Seed assays confirming heteroplasmy and random genome segregation in rps18 knockout lines. (A) Seed germination in the absence of spectinomycin. (B) Wild-type control on medium with spectinomycin. (C and D) Seeds from two independently generated transplastomic lines germinated in the presence of spectinomycin (C: Nt-Δrps18B-27; D: Nt-Δrps18B-15). In white seedlings, the transplastome has been lost owing to random sorting out of plastid genomes. In contrast, green and variegated seedlings contain the transplastome and hence, express spectinomycin resistance. Approximately 1500 seeds were sown per plate.

Figure 6

Mutant phenotypes of Nt-Δrps18 tobacco plants. (A and B) Leaf abnormalities in greenhouse-grown plants (T₀ generation). Arrows point to misshapen leaves that lack parts of the leaf blade.
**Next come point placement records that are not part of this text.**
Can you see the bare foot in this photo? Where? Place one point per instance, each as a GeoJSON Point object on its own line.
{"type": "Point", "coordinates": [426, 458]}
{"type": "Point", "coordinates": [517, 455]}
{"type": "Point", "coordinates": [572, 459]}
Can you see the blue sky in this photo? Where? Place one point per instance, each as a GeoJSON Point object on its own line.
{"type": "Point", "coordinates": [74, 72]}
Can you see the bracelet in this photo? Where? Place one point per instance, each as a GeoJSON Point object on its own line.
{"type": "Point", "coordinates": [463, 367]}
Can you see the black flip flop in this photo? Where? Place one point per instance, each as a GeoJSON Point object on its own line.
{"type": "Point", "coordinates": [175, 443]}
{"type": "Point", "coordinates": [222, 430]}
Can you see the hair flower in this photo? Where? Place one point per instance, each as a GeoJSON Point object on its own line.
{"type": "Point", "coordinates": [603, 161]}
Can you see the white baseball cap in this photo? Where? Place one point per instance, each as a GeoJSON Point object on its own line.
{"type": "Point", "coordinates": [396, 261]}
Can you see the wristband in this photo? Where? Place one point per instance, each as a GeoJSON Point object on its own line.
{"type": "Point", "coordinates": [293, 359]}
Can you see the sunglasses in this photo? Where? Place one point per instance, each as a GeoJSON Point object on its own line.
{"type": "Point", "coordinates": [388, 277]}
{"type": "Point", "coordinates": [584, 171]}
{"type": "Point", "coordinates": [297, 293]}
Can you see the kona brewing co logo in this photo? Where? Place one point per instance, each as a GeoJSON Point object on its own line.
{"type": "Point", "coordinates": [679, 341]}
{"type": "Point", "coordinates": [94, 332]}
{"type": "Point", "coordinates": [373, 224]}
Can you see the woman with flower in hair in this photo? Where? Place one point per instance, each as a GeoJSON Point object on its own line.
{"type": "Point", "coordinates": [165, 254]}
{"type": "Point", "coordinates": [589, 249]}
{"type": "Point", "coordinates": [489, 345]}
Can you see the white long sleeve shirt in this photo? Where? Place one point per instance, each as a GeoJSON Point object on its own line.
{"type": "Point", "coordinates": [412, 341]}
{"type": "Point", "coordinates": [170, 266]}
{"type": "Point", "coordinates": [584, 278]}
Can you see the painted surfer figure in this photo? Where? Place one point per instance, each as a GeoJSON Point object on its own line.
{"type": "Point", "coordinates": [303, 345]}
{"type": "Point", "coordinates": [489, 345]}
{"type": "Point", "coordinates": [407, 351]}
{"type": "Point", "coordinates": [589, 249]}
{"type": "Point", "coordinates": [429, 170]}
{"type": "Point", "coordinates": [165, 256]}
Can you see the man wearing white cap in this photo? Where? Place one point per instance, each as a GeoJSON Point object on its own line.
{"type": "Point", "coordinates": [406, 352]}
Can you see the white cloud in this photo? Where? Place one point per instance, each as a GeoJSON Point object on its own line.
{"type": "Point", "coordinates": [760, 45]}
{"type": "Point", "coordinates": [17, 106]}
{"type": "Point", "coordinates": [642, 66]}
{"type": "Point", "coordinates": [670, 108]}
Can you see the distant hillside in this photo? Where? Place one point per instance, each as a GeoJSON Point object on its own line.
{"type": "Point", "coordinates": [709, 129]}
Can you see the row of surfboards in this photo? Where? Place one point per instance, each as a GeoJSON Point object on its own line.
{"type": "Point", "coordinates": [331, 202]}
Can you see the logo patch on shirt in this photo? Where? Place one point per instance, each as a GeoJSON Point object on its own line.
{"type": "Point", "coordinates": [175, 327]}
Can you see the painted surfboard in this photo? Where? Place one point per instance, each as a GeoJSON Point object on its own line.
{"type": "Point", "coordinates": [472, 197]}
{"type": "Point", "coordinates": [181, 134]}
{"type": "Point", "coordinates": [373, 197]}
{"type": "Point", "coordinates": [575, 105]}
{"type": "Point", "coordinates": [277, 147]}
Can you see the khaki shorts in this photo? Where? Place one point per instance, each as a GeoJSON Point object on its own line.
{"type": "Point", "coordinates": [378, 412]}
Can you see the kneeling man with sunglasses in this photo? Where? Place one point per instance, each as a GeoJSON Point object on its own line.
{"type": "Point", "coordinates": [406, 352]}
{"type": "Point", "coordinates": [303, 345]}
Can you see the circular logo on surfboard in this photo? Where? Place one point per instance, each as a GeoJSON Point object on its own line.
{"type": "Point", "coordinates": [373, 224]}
The phenotype is variable and depends on the frequency of somatic segregation towards homoplasmy for the rps18 knockout. (A) Example of a plant with a relatively mild phenotype. (B) Example of a plant with a severe phenotype. (C) Spectrum of leaf phenotypes observed in Nt-Δrps18 plants. Phenotypes range from nearly normal leaves (top row left) to needle-like mutant leaves lacking the entire leaf blade (bottom row right).

Figure 7

Genome segregation in the absence of selection for the transplastome (A) Leaf phenotype in the spectinomycin re-exposure experiments. Plants were initially raised on spectinomycin-containing medium (note blue arrow pointing to a misshapen leaf), then transferred to spectinomycin-free medium for 3 weeks followed by re-exposure to spectinomycin-containing medium. Spectinomycin re-exposure visualizes sectors that have lost the transplastome and, therefore. lack the aadA spectinomycin resistance gene (bleaching sectors indicated by the black arrow). (B) RFLP analysis to confirm the absence of transformed Δrps18 genomes in white sectors of Nt-Δrps18 leaves grown in the absence of spectinomycin and then re-exposed to the drug. The restriction enzyme combination used for the RFLP was EcoRV/SalI (cp. Figure 2B). Of total cellular DNA 1 µg was digested and separated in a 0.8% agarose gel. Whereas green sectors show the 6.2 kb transplastome-specific band, white sectors show only a signal for the 4.7 kb wild-type band.